La Certosa di Pisa e Calci

La Certosa era per i monaci, un luogo di salvezza, un angolo di paradiso, un luogo santo per proteggersi dai vizi e dai peccati del mondo. Nella storia dell'Ordine, gli scritti teologici sono limitati perchè il monaco sceglie la solitudine ed il silenzio. La Certosa era un luogo studiato ad hoc per abitarvi e svolgere la propria vita dedita al lavoro e alla contemplazione. Lo stesso Corbusier nei suoi studi, si soffermerà sulle celle della Certosa di Firenze.

Il Refettorio, le foresterie,Le Celle dei Padri, Il Chiostro del priore,la spezieria, le cappelle dei santi e la stessa Chiesa, sono stati stupendamente concepiti per assolvere alle varie funzioni giornaliere dei frati. La Certosa di Calci, a pochi km dalla celebre torre pendente di Pisa, conserva ancora il fascino di un istituto religioso che dalla Francia del Medioevo, era riuscito ad espandersi fino al sud della nostra penisola. Vari furono i componenti di illustri famiglie, che trovarono ospitalità e conforto, all'interno delle mura della Certosa di Pisa: Il Granduca Pietro Leopoldo con sua moglie Maria Luigia d'Austria

E tanti furono anche gli illustri pittori,  figuristi e quadraturisti ed architetti che si avvicendarono nei lavori di costruzione e decorazione dei vari ambienti, tra gli altri, Giarrè, Bernardino Poccetti, Terreni, Luigi Pochini da Settignano, Andrea Vaccà... Numerosissime erano le arti presenti, dai doratori agli intagliatori fino agli stuccatori che coadiuvavano il lavoro dei maestri.

La Certosa di Pisa è situata nella splendida Val Graziosa , ricchissima di oliveti che producevano un olio pregiato venduto anche all'estero, lo stesso Puccini veniva a Calci per acquistarlo. Altro nome illustre, ospite abituale delle splendide ville di Calci fu D'annunzio. Aveva origini calcesane anche l'inventore del telefono: Antonio Meucci.

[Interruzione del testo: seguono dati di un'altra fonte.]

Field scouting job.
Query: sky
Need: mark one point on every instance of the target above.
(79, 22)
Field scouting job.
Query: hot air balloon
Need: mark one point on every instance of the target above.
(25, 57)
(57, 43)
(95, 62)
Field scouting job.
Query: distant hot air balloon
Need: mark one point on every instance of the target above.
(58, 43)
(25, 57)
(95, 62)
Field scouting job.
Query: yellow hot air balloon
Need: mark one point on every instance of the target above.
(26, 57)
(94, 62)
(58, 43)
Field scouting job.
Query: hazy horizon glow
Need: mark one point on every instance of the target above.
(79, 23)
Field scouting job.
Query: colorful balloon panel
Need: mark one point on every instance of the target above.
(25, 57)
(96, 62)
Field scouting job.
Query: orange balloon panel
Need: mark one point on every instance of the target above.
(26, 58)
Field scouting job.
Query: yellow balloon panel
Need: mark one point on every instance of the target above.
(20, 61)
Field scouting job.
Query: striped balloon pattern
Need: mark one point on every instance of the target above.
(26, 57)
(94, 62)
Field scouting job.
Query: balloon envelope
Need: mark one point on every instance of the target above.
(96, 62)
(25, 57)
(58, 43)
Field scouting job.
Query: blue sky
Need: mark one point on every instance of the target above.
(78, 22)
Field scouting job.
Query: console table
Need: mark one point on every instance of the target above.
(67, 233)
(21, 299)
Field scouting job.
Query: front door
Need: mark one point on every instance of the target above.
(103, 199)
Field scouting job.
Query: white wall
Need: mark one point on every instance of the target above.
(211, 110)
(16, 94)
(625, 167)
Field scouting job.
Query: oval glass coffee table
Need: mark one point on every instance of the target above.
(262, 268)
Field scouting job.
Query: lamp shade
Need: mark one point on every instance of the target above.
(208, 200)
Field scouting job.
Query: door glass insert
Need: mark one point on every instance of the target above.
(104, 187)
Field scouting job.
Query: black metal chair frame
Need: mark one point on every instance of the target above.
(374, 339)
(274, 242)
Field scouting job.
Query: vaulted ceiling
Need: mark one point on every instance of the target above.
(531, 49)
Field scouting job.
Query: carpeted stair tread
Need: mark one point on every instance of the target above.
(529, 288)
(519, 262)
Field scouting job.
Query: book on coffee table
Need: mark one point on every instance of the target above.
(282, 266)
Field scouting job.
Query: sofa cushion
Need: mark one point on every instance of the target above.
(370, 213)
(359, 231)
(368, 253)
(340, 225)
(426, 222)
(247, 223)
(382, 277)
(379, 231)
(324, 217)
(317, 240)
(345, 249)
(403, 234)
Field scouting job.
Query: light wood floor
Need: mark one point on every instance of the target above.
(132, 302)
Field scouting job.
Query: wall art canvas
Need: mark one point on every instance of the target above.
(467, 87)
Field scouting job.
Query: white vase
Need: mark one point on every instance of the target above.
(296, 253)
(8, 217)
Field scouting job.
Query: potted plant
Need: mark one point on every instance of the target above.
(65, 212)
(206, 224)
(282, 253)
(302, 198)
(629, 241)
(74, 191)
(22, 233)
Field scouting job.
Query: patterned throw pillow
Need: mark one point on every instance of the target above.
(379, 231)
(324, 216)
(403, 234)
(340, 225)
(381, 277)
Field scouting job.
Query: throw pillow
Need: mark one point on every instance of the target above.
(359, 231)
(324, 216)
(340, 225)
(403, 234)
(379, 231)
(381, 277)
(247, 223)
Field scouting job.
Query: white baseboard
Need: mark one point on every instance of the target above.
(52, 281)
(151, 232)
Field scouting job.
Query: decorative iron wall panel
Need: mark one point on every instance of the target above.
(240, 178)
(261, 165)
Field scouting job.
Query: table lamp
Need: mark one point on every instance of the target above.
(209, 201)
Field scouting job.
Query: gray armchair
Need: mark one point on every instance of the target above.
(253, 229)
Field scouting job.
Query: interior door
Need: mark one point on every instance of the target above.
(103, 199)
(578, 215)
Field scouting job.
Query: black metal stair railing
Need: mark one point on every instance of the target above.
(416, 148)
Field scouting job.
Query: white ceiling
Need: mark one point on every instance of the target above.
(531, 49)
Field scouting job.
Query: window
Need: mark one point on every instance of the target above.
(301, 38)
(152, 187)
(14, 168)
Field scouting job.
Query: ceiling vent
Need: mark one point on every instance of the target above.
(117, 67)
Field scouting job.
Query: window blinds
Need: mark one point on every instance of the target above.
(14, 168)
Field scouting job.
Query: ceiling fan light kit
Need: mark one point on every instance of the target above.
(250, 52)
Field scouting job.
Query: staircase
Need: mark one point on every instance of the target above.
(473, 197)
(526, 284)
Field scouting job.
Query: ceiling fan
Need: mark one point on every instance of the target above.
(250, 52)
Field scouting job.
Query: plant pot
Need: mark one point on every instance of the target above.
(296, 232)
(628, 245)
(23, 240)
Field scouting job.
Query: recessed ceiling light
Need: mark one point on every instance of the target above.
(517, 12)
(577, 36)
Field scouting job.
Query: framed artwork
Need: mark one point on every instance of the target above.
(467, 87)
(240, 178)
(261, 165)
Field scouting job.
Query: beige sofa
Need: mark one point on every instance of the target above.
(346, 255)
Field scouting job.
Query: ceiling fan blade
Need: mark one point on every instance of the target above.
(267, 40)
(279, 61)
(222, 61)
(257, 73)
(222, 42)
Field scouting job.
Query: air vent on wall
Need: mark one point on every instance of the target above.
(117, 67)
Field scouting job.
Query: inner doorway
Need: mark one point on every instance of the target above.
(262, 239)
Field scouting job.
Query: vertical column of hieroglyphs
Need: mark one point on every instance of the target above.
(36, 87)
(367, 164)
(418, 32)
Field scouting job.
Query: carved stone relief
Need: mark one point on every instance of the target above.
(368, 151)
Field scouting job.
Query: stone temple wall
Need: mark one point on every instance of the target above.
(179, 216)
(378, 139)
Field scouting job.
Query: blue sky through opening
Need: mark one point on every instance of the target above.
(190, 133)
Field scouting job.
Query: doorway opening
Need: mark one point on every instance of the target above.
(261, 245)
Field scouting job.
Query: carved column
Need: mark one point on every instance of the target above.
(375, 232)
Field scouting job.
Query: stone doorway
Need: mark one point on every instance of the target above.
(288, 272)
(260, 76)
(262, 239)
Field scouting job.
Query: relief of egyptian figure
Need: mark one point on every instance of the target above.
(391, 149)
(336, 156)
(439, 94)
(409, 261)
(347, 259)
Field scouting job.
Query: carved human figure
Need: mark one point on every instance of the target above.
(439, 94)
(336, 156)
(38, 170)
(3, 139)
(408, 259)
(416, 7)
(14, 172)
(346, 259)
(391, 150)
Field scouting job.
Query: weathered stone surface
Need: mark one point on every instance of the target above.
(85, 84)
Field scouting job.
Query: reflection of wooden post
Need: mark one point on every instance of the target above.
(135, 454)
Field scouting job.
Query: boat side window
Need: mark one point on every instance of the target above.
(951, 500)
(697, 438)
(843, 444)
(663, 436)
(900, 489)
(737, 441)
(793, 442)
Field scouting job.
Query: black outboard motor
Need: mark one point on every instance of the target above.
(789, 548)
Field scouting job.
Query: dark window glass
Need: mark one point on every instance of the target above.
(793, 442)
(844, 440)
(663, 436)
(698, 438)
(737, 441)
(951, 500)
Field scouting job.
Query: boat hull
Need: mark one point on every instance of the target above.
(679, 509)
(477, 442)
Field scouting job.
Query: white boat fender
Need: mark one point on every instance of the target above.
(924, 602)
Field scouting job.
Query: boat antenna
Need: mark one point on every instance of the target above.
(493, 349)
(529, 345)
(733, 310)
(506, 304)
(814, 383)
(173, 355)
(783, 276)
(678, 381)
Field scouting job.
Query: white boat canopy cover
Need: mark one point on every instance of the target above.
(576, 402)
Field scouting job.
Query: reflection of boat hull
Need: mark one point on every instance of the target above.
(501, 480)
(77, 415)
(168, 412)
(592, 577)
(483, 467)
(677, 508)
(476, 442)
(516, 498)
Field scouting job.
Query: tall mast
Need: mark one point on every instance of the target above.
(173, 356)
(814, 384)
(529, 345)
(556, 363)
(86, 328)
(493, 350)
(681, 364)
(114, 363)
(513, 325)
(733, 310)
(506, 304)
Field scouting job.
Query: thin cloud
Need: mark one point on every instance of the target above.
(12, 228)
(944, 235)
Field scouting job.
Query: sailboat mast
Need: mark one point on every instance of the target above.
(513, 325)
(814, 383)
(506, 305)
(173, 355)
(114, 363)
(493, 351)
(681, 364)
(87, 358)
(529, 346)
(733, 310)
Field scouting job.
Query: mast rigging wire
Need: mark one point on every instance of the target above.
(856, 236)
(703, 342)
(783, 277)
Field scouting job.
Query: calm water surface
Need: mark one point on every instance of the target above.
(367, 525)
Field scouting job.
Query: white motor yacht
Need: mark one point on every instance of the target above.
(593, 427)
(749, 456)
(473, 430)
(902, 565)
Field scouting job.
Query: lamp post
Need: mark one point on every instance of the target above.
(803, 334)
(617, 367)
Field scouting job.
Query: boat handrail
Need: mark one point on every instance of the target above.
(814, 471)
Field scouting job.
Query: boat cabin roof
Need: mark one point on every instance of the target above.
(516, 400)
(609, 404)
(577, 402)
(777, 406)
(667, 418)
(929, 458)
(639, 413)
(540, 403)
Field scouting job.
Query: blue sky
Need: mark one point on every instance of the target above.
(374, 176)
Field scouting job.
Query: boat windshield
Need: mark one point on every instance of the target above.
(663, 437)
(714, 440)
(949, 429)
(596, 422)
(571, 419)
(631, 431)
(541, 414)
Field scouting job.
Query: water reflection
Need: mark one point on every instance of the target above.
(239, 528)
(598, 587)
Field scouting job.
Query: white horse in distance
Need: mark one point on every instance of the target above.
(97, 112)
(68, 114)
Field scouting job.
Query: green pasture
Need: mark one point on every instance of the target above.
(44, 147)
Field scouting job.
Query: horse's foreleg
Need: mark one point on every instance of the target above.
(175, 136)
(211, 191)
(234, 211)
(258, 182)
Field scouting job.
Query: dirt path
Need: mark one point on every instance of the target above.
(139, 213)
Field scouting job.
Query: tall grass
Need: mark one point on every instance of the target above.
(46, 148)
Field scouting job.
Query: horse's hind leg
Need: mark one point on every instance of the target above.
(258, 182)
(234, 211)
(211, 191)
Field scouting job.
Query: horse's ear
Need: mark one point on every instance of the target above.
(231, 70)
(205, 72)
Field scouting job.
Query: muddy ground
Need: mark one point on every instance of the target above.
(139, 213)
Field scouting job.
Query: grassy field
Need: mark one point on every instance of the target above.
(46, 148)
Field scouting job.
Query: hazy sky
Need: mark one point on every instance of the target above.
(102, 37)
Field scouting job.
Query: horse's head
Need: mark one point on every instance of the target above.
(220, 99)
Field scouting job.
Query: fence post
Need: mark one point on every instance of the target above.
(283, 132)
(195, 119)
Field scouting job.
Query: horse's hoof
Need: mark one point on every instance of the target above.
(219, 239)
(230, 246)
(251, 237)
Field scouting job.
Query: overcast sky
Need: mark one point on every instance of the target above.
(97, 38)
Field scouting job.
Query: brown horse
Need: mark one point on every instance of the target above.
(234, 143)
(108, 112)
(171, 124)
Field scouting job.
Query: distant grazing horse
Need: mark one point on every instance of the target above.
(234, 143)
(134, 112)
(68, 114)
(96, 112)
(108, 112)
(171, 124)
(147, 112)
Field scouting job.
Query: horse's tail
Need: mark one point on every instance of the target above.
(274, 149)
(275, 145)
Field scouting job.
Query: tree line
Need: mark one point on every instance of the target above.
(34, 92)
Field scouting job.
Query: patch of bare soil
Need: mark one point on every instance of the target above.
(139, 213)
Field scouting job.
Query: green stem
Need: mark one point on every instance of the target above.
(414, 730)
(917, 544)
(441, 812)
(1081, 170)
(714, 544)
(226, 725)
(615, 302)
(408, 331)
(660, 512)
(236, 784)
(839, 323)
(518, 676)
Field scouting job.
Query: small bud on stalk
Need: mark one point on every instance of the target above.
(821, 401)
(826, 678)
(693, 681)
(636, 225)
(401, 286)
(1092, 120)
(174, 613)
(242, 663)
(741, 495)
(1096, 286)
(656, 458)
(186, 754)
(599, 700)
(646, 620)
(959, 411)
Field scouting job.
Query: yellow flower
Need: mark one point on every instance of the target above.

Da una lettera del 1503, il 21 giugno, inviata a Pier Soderini si evince che anche il grande Leonardo da Vinci venne in visita nella Val Graziosa e salì alla Verruca, ultimo baluardo della lotta tra Pisa e Firenze, che lo stesso Machiavelli riteneva opportuno conquistare.

Calci nel XII secolo, ha dato i natali anche a Bernardo Paganelli, divenuto Papa come Eugenio III. Poco più tardi anche il famoso pittore, Giunta Pisano nacque a Calci. Secondo alcune ipotesi, figurerebbe tra i suoi discepoli anche il più conosciuto Cimabue.

La Pieve

Calci vanta nel suo territorio anche la presenza di una delle Pievi romaniche(sec. XII) più importanti della nostra regione. All'interno si conservano ancora importanti tele del pittore pisano Aurelio Lomi , una Madonna con Bambino del Gozzi, un antichissimo fonte battesimale in marmo di San Giuliano, per il quale l'autore presunto  si sarebbe ispirato ad uno dei sarcofagi romani conservati nel Camposanto Monumentale di Pisa- Piazza dei Miracoli.